В среду общество «Девы Апии» давало бал для избранных. Фэнни, Бэлла, Ллойд и я отправились в город, по дороге встретили Хаггарда и продолжали путь вместе. Пообедали у Хаггарда, оттуда на бал. Пришел главный судья, и тут же все заметили, что только на нас двоих из всех присутствующих красные кушаки, и притом у обоих кровавого оттенка, да-с, сэр, кровавого. Он пожал руку мне и прочим членам семейства. Но самый смак был впереди: вдруг я оказываюсь с ним в одной и той же четверке кадрили. Не знаю, где они откопали этот танец, но в нем столько шума, прыжков и объятий, что передать невозможно. Быть может, удачнее всего выразился Хаггард, назвав его лошадиными курбетами. Когда мы с моим заклятым врагом оказались вовлеченными в это веселое занятие и то брались крест-накрест за руки, то подпрыгивали, то чуть ли не одновременно попадали в широкие объятия вполне порядочных особ женского пола, мы – или, вернее, я – сначала пытались сохранить какие-то крохи достоинства, однако ненадолго. Проклятие заключается в том, что лично мне этот человек нравится: я читаю понимание в его глазах, мне приятно его общество. Мы обменялись взглядами, потом улыбкой, он доверился мне, и весь остальной галоп мы проскакали исключительно друг для друга. Трудно представить себе более комичную ситуацию: неделю назад он пытался добыть свидетельства против меня, терроризируя и запугивая метиса-переводчика; утром этого самого дня я безжалостно напал на него в статье, предназначенной для «Таймс»; и вот мы встречаемся, улыбаемся и – черт побери – испытываем взаимную симпатию. Я изо всех сил критикую этого человека и стараюсь изгнать его с островов, но слабость не покидает меня – он мне нравится. Будь на моем месте кто-то другой, я презирал бы такое поведение; но этот человек так восхитительно коварен, так льстив! Нет, сэр, я не могу не любить его. Но если мне не удастся стереть его в порошок, то не от недостатка старания.
Вчера у нас на ленче были два немца и юноша-американец, а во второй половине дня Ваилима переживала состояние осады: десятеро белых на передней веранде, по меньшей мере столько же коричневых в кухонном домике и неисчислимое количество чернокожих, пришедших навестить своего соплеменника Аррика.
Это напомнило мне о происшествии.

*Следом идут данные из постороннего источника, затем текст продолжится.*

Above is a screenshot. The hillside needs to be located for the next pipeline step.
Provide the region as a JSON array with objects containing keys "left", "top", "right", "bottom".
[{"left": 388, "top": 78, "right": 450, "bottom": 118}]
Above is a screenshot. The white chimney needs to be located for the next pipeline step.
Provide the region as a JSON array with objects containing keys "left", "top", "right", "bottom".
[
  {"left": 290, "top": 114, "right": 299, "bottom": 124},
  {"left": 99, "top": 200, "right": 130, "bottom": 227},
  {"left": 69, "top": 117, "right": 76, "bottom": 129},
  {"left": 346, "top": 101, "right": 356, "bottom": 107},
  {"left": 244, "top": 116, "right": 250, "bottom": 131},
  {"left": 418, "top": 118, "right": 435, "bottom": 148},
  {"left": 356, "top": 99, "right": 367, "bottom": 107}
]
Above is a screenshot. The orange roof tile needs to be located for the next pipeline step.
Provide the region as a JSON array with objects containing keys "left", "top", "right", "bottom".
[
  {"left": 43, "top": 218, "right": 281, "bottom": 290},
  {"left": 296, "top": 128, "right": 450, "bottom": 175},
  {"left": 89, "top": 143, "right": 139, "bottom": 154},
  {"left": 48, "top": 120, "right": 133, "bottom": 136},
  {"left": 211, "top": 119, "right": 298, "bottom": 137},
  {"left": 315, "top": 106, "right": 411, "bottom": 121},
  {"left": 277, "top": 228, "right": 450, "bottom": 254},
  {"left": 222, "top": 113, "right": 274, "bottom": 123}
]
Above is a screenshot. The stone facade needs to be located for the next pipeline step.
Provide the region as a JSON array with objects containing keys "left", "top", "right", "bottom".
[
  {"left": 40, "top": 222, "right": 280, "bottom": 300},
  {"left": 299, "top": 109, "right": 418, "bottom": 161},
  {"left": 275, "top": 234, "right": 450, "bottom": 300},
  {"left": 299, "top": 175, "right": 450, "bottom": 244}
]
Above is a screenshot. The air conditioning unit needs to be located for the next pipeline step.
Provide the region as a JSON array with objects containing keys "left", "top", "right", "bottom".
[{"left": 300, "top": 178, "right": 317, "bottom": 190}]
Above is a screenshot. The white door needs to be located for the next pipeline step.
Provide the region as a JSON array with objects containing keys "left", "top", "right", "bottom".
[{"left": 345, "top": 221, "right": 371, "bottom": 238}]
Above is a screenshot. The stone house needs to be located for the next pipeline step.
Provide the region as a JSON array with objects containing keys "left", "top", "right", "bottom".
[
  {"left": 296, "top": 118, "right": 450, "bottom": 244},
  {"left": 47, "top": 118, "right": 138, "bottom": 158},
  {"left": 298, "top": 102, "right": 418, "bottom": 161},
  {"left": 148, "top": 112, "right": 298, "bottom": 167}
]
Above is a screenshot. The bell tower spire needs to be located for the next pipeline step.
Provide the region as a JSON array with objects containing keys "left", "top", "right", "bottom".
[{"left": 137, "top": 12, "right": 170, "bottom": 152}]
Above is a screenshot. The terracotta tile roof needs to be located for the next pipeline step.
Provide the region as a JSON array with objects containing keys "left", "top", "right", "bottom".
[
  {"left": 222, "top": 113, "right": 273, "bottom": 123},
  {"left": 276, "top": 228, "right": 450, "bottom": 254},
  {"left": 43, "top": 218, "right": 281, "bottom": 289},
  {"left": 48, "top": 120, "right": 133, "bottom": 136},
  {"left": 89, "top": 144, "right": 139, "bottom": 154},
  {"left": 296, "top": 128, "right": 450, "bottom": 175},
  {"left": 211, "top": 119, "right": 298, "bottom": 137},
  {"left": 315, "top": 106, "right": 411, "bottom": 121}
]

В пятницу Аррик был послан с запиской в немецкую фирму и не вернулся домой вовремя. Мы с Ллойдом как раз направлялись спать. Было поздно, но ярко светила луна – эх ты, бедняга, тебе и не снились такие луны! – как вдруг мы увидели возвращающегося Аррика с забинтованной головой и сверкающими глазами. Он подрался с чернокожими с острова Малаита note 152. Их было много, один даже с ножом. «Я уложил все – три и четыре!» – кричал он. Но его самого пришлось отправить к доктору и сделать ему перевязку. На следующий день он не мог работать, упоение победой слишком распирало его тощую грудь. Он одолжил у Остина однострунную арфу note 153, которую сам ему сделал, пришел в комнату Фэнни и стал петь воинственные песни, а потом протанцевал боевой танец в честь своей победы. Как выяснилось из последующих сообщений, победа была весьма серьезная: четверо его противников попали в больницу и один в угрожаемом положении. В Ваилиме эта весть вызвала всеобщее ликование.